The Court ruled today (pdf) in the case of Tarah Louise Fichtner of Hermantown, who was stopped and arrested in 2013 after she failed two of three field sobriety tests but refused a breathalyzer test.
The Court of Appeals cited a Minnesota Supreme Court ruling earlier this year — it occurred after Fichtner’s arrest — that said a breath test is constitutionally permissible as a search incident to arrest, and a person “does not have a fundamental right to refuse a constitutional search.”
But Judge John Rodenberg threw out second degree DWI charges against her, ruling that the law allowing additional charges when there are children in the car of someone driving drunk counts the presence of all the children as a single crime, not an individual count for each child.

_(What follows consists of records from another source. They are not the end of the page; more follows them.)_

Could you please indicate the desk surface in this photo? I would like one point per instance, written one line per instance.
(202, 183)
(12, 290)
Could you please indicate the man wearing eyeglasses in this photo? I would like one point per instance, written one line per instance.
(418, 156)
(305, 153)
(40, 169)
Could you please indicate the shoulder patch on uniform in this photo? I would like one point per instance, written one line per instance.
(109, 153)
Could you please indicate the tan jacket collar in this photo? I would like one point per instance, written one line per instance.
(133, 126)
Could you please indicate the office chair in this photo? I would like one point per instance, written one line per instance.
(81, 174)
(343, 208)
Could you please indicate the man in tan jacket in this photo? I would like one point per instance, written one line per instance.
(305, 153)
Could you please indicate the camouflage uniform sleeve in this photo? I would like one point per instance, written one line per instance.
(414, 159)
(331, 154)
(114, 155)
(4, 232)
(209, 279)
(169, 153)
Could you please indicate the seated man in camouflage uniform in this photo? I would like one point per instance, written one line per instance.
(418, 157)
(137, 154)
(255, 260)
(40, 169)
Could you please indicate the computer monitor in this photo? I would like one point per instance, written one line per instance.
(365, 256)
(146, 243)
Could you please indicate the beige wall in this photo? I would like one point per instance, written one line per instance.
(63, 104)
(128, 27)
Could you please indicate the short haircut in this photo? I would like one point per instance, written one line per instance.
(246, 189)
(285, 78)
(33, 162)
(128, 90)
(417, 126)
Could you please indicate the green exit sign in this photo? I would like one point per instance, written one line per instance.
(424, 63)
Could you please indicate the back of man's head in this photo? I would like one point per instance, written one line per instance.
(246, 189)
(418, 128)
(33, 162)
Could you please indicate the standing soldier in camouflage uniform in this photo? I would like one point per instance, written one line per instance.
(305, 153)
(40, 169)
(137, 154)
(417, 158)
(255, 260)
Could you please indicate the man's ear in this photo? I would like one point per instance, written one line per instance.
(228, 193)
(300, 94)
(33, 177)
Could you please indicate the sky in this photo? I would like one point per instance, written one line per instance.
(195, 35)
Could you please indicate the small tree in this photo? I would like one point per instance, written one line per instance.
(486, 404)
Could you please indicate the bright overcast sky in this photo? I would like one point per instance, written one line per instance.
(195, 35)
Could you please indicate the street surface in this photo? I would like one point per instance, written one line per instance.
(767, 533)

“The statute plainly states that the presence of ‘a child’ in a vehicle in which the driver is impaired is an aggravating factor,” he wrote in today’s opinion. “We conclude that the plain language of the statute provides that the presence of either a child or multiple children may constitute only one aggravating factor. Multiple children present in a vehicle cannot be deemed multiple, stackable aggravating factors.”
Rodenberg ordered the case back to district court where Fichtner will be sentenced on third-degree DWI instead.
Both are gross misdemeanors in Minnesota. Third-degree DWI requires a 30-day jail sentence or 8 hours of community service for each day sentence.